Continuity of x*sin(1/x) at x=0

[Miike012]

my book says, the function y = x*sin(1/x) is not continuous at x = 0, however by defining a new function by



F(x) =
x*sin(1/x) , x ≠ 0
0 , x = 0

then F is continuous at x = 0.

This does not make sense to me because the limit as x → 0 is equal to 1, not zero, so therefore there would be a jump discountinuity at x = 0.

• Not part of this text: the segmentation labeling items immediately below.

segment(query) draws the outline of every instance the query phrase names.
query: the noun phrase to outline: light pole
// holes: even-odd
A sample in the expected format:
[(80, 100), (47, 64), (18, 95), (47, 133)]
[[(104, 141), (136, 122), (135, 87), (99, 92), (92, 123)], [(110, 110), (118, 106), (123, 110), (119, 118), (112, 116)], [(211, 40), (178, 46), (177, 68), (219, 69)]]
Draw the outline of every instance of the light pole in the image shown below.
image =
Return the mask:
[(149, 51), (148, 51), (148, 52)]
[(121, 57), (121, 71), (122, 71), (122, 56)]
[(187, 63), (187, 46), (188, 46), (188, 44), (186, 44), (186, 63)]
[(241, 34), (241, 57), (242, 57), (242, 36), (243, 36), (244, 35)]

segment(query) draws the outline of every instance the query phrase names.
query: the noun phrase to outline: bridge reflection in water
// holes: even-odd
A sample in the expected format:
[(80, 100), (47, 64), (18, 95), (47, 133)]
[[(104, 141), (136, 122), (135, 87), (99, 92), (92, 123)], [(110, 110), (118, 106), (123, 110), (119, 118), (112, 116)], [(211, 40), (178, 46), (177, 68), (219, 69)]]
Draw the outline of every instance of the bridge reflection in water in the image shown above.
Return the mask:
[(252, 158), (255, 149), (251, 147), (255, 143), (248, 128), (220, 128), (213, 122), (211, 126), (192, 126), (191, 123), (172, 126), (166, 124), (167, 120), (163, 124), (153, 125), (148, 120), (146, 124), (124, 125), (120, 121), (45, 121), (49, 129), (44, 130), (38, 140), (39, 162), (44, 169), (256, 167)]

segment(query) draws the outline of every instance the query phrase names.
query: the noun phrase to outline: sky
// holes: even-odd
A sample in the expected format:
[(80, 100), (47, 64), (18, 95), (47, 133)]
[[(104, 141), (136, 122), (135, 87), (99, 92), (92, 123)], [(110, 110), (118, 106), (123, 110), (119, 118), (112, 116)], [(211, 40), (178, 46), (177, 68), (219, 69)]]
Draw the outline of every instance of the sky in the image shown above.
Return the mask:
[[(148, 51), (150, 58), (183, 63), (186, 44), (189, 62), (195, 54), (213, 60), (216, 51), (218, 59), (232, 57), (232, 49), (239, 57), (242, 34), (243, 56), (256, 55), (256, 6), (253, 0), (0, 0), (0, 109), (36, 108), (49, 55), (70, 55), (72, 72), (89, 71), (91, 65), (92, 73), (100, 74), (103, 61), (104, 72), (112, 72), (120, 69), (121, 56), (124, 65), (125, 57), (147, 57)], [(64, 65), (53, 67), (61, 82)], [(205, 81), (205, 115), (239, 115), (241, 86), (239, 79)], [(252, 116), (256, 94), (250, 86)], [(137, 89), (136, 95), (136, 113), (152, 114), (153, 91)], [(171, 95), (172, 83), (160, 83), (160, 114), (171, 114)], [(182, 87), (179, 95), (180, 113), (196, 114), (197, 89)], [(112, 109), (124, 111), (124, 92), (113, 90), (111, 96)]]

unless my calculus is wrong or my understanding is wrong... but isn't
Lim [x*sin(1/x)] = Lim [(x/x)*sin(1/x)/(1/x)] = (1)*(1) = 1 as x approaches zero.
x → 0

 

[CompuChip]

I think your calculus is wrong, unfortunately

For example, using the squeeze theorem: -x \le x \sin(1/x) \le x, therefore
\lim_{x \to 0} -x \le \lim_{x \to 0} \le x \sin(1/x) \le \lim_{x \to 0} x
hence
0 \le \lim_{x \to 0} \le x \sin(1/x) \le 0 \implies \lim_{x \to 0} x \sin(1/x) = 0

You are probably confused with
\lim_{x \to 0} \frac{1}{x} \sin(x) = 1
but if you replace x -> 1/x what you have is the "opposite":
\lim_{x \to \infty} \frac{1}{x} \sin(x) = 1

 

[Miike012]

Im not sure what I am reading towards the end...

I think it says,

Lim as x approaches 0 of x*sin(1/x),
If we let u = 1/x then as x approaches zero, u approaches infinity, so

Lim as u appraoches infinity of sin(u)/u is eqaul to zero... is this correct?

 

[CompuChip]

Sorry about that, I made a typo.
Of course I meant
\lim_{x \to 0} \frac{1}{x} \sin x = 1
instead of 0 (corrected in the above post now).

And yes, I switched to u = 1/x which means x \to 0 changes to u \to \infty (and you replace x with 1/u everywhere).